En su historia se entremezclaban realidades y fantasías y ambas decían la verdad contando falsedades, la verdad de él y también de los demás, incluso llegué, sorprendentemente, a pensar que también de mí, pero él nunca supo de mi existencia ni de mi relación con los protagonistas de parte de su vida, al menos que yo sepa.

-¿Cómo se llamaba tu madre? –le pregunté.

-Isabel, ya se lo he dicho.

-Isabel Ángela Martínez López, ¿verdad?

-Sí, claro.

-Y dices que era modista, que tenía una tienda de ropa, ¿no?

-Sí, eso he dicho.

-Y tu padre Daniel tenía una panadería industrial.

-Exactamente.

Ni su madre había tenido jamás una tienda de ropa ni Daniel una empresa panadera. En la documentación presentada no figuraba en ningún lugar su abuela Ángela. Así que le pregunté directamente, como siempre hago, que me hablara de ella, se lo solté sin pensármelo. ¿Y tu abuela Ángela?

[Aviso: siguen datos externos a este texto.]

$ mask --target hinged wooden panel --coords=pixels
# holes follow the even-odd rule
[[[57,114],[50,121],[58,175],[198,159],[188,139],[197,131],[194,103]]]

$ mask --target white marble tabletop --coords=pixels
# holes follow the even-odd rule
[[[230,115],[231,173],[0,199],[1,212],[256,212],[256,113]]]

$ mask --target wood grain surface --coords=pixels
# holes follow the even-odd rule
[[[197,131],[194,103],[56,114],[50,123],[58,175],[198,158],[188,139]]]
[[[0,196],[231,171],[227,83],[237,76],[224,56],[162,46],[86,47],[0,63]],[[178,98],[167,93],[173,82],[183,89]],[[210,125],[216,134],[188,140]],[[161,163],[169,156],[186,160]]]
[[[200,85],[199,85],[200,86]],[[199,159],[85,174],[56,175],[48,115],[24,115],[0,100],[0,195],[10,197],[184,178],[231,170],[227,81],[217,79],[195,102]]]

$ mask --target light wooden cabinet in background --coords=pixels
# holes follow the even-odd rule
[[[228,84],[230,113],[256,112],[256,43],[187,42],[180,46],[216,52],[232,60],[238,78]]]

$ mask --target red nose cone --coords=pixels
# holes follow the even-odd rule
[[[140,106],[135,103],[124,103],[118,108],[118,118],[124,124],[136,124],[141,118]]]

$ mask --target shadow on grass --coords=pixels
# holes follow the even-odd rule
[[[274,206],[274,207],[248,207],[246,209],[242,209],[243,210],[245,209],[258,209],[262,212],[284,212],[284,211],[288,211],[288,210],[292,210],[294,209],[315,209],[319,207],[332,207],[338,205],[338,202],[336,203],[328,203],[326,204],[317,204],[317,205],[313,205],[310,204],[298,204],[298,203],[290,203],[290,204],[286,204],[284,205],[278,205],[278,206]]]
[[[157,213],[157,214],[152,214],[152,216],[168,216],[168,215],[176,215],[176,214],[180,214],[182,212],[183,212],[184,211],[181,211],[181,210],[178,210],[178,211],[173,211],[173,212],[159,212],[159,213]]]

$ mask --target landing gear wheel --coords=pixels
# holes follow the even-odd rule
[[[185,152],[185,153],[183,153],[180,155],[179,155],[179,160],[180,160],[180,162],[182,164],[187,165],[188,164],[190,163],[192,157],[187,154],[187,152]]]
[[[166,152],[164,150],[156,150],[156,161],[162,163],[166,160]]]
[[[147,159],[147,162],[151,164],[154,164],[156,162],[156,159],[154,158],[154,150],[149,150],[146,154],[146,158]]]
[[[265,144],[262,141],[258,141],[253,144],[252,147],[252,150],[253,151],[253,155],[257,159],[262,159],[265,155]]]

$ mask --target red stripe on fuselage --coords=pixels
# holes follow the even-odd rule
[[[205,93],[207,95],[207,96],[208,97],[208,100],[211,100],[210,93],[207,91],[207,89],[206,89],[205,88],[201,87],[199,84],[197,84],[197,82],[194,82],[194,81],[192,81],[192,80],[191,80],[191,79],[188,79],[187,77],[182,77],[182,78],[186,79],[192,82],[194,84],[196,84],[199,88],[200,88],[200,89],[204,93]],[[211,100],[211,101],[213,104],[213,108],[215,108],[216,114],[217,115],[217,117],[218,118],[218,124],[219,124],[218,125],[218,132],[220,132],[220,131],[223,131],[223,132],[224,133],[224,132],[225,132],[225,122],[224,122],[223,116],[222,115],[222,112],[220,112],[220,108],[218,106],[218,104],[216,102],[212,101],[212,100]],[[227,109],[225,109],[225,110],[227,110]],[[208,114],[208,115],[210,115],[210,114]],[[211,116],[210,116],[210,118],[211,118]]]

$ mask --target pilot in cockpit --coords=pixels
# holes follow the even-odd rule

Se le cambió la cara, me preguntó de dónde había sacado que su abuela se llamara Ángela.

Le respondí, no siendo verdad, que él mismo lo había mencionado hacía escasos momentos.

Se quedó unos segundos en silencio mirándome, yo le mantuve la mirada, luego sonrió como lo hacía su madre y me respondió que sus abuelos se llamaban Felicia y Miguel, que él llevaba el nombre del abuelo y que debía de haberme equivocado o confundido.

Le pedí disculpas, le dije que me estaba haciendo viejo y que los nombres bailaban en mi cabeza de una manera demasiado desordenada, le dije también que quizás se refería a otro familiar llamado Ángela. Me respondió de nuevo de manera displicente que solamente había habido una tía con ese nombre que falleció antes que él naciera.

-El primer apellido de tu madre, Martínez, no es el primero de tu abuelo Miguel, él se llamaba Sánchez, -le pregunté.

-No sé a qué se refiere.

-Está muy claro, Martínez es el primer apellido de tu abuela, Felicia, y López no sé de quién es el apellido aunque también es el segundo de Felicia..

-Le repito que no sé a qué se refiere.

-Yo creo que sí lo sabes. Tu madre debería llevar los apellidos de sus padres, tus abuelos, y llamarse Isabel Sánchez Martínez, y, en consecuencia, tú deberías llamarte Miguel Fábregas Sánchez, ¿no? ¿Por qué tu madre se llama Isabel Martínez López?

-No creo que eso sea exactamente un asunto de su incumbencia.

-Yo creo que en buena parte lo es sí lo que quieres es trabajar para nosotros y que nuestra relación esté basada en la mutua confianza.

No me respondió.

-¿Tu madre fue una niña adoptada?

Tampoco me respondió y yo no insistí más.

Nos despedimos fríamente, y al quedarme solo lo taché de la lista de candidatos.

Y así, de esta manera intempestiva, casi termina la historia de mi amigo Daniel y de parte de algunos que lo acompañamos en su vida. Ángela todavía estaba viva y ambos, ella y yo, junto con su hijo, éramos los últimos que quedábamos.

Digo que casi termina porque ahora me doy cuenta que con tanto nombre se me ha olvidado el mío, aún no he dicho cómo me llamo, pero ésta, en todo caso, es también otra historia que ahora no hace al caso contar tampoco, quizás en otro momento.